3. Consider charging late payment fees
Many businesses charge late fees for not paying bills on time, and why shouldn’t yours? Late payments can harm your business, and it shouldn’t be up to you to bear the financial burden of your clients. Charging a fee can help ease the effects of late payments on your business while also encouraging clients to pay invoices on time.
Particularly helpful for freelancers, late payment fees can help establish you as a professional with a business to run. This would have a particularly strong impact on clients who are repeat offenders, and those who place you at the bottom of their list of contractors to pay. Charging such a fee can remind clients that you value your work, and can encourage them to pay your invoice before others.
That said, late payment fees won’t necessarily work with every client. As we all know, some clients are more easy-going than others. Some clients may get annoyed by being charged a late fee, so it’s worth considering whether you have the energy to enforce this fee and potentially be embroiled in an argument with a particular client over it.
It’s also important to consider why a particular client hasn’t paid on time. If it’s a one-off late payment due to personal issues or unforeseen circumstances, it might pay to forgive and show some understanding, rather than charging a fee. And as always, make sure that the work delivered was up to standard and your client was completely satisfied before hitting them with a late payment fee.
4. Try instant payment discounts
A step up from early payment discounts is offering clients a discount for paying on-the-spot.
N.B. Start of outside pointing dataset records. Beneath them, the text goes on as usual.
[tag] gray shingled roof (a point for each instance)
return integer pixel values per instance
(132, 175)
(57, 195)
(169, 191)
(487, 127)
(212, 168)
With this “here today and gone tomorrow” impulse, clients could be incentivized into paying immediately to get the deal.
The difference between offering this kind of discount versus immediate payment is that you don’t offer it on every invoice. Instead, offering it rarely can be an excellent way to increase cash flow on a slow month or when you need some extra cash for investment or inventory purchases.
One-off discounts like this can also help boost customer retention while ensuring you don’t end up missing a percentage of your annual revenue on discounts. Perhaps more optimistically, this kind of discount could also help get customers in the habit of paying on time.
Fight for your right to be paid on time
If you’re suffering from cash flow issues plus the emotional burden of late invoice payments, it could be worth negotiating payment terms with your clients. It could be a case of different payment terms for various clients, or trying out a few of the options above to see what works best for your business, its goals, and your particular clients. If you run a B2B business, innovations in financial technology can help you shrug off the burden of playing banker for your clients, improving your cash flow and allowing you to grow faster.
Whatever you decide to do, make sure you’ve explained the terms with your clients beforehand and described expectations in your invoices. Careful planning and clarity on both sides can help you win the late-payments battle.
Note: This content has been prepared for informational purposes only, and is not intended to provide, and should not be relied on for financial, legal or accounting advice. You should consult your own financial, legal or accounting advisors before engaging in any transaction.